L’APPARITION, de Xavier Giannoli – 2h17
Avec Vincent Lindon, Galatea Bellugi, Patrick d’Assumçao, Anatole Taubman
Sortie : mercredi 14 février 2018
À mon avis : 3 sur 5
Le pitch ?
Grand reporter pour un quotidien français marqué par la mort d’un confrère en Syrie, Jacques reçoit un jour un mystérieux coup de téléphone du Vatican. Dans une petite ville du sud-est de la France une jeune fille de 18 ans a affirmé avoir eu une apparition de la Vierge Marie. La rumeur s’est vite répandue et le phénomène a pris une telle ampleur que des milliers de pèlerins viennent désormais se recueillir sur le lieu des apparitions présumées. Jacques qui n’a rien à voir avec ce monde-là accepte de faire partie d’une commission d’enquête chargée de faire la lumière sur ces événements.
Fasciné par le mensonge – de A l’origine à Marguerite – Xavier Giannoli a trouvé dans cette histoire le scénario idéal pour pousser plus loin son interrogation sur la foi, en choisissant de centrer son histoire sur le personnage du journaliste qui se situe un peu en marge du monde religieux mais cherche,en bon enquêteu, à expliquer rationnellement les faits . Le réalisateur souligne : « C’est comme cela que j’ai eu l’idée de ce personnage de journaliste qui part enquêter sur un fait a priori incroyable : une apparition de la Vierge Marie, aujourd’hui, en France. Ni un bigot ou un athée cynique mais juste un homme libre qui voudrait démêler le vrai du faux. Et j’ai aimé découvrir que cette enquête allait m’échapper et se déployer autrement, ailleurs. »
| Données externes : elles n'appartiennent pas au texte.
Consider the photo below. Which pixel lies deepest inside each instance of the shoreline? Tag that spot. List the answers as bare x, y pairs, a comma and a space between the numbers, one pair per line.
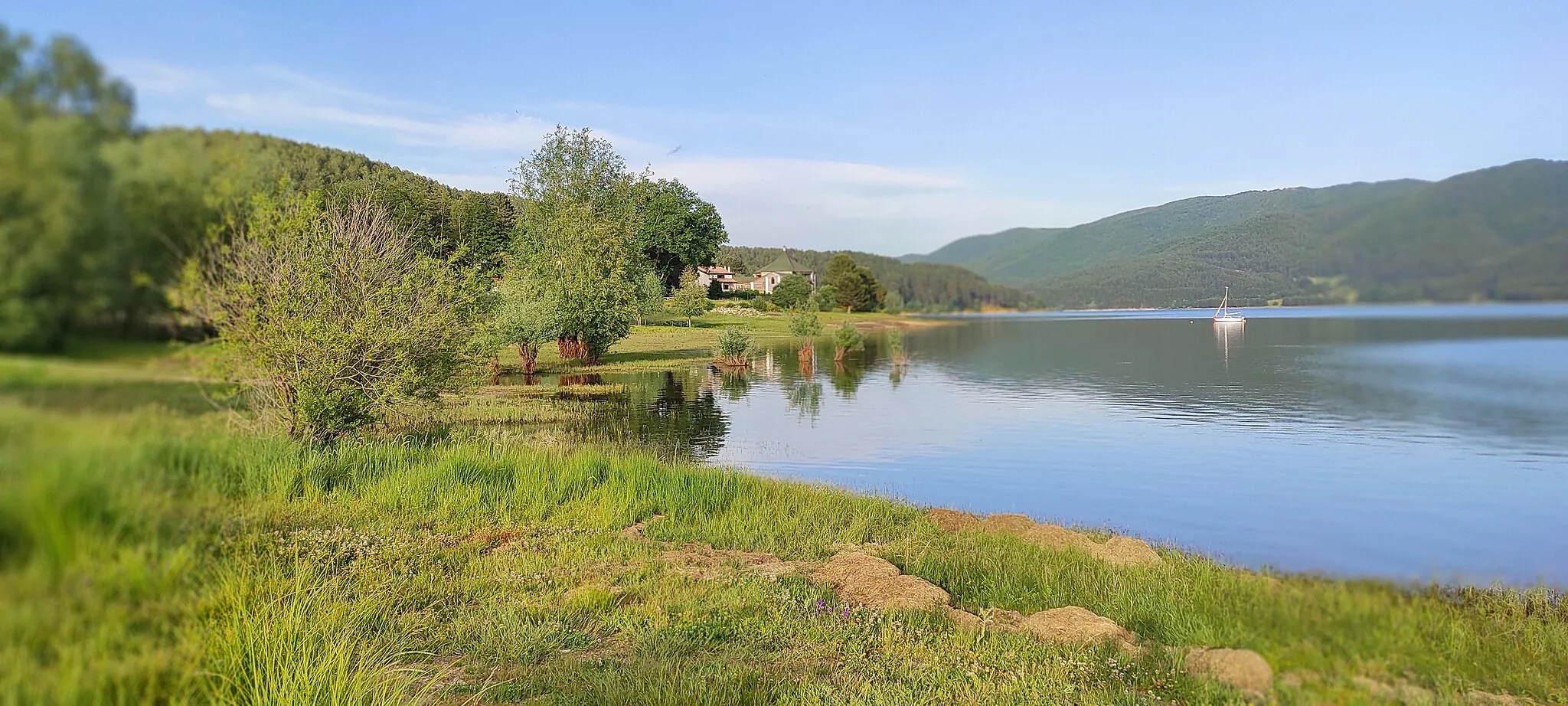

Ce qui est intéressant dans ce film, c’est que Xavier Giannoli échappe à bien des pièges de caricature ou de médiatisation de tels sujets sur les apparitions et autres croyances religieuses. Il le fait notamment en montrant des personnalités de l’Église qui sont, a priori, très sceptiques sur de telles manifestations et veulent avoir des preuves tangibles des faits avancés par la petite communauté un brin illuminé.
Il a d’ailleurs nourri son scénario de rencontres avec des personnes qui ont participé à
des enquêtes canoniques : « Ma première surprise a été de rencontrer des hommes et des femmes qui n’avaient rien d’illuminés prêts à croire tout et n’importe quoi. Au contraire, ils traquent les impostures et les faussaires, impliquent des médecins et des historiens dans leurs recherches. Mais le problème, c’est qu’ils sont tenus à un strict devoir de secret. »
Et de fait, entre le prêtre qui sert de chaperon à la jeune Anna (Galatea Bellugi fait une prestation assez subtile et imprévisible pour un tel rôle), les fidèles dont certains pourraient aussi bien être membre d’une secte et l’équipe d’enquêteurs canoniques, Xavier Giannoli parvient à un propos nuancé. Le tout étant fort bien « porté » par les musiques du compositeur lithuanien contemporain, Arvö Part.
La réussite de cette approche tient en grande partie à la manière dont Vincent Lindon investit cette histoire avec sa manière physique d’aborder un rôle, de l’incarner dans une grande économie de verbe et de geste. « Vincent est toujours en mouvement, à l’aise dans la parole et très vite de plein pied avec les événements, souligne Xavier Giannoli. Comme tous les grands acteurs, c’est d’abord un corps, une force de vie qui touche les objets et interroge la présence physique des gens en face de lui et des décors qu’il traverse. Cette force d’incarnation, je savais que je l’aurai et que cela donnerait une réalité à l’enquête de Jacques, justement dans un univers où il est question de spiritualité. Jacques commence donc par être un corps étranger dans l’univers d’Anna… et il va rencontrer un regard. À la fin du film, on voit que le regard de Jacques a changé, qu’il perçoit désormais autre chose du monde et des êtres. Le journaliste qui a passé sa vie à chercher des preuves tangibles a rencontré sa limite. Il a découvert un monde où la preuve n’est rien et où l’invisible gardera ses secrets. »
Ce qui rend l’histoire un peu moins forte, c’est une fin qui maintient un certain halo autour de cette apparition. Alors, si la foi n’a pas besoin de preuves pour toucher certains, le flou du dénouement nous laisse un peu sur notre faim.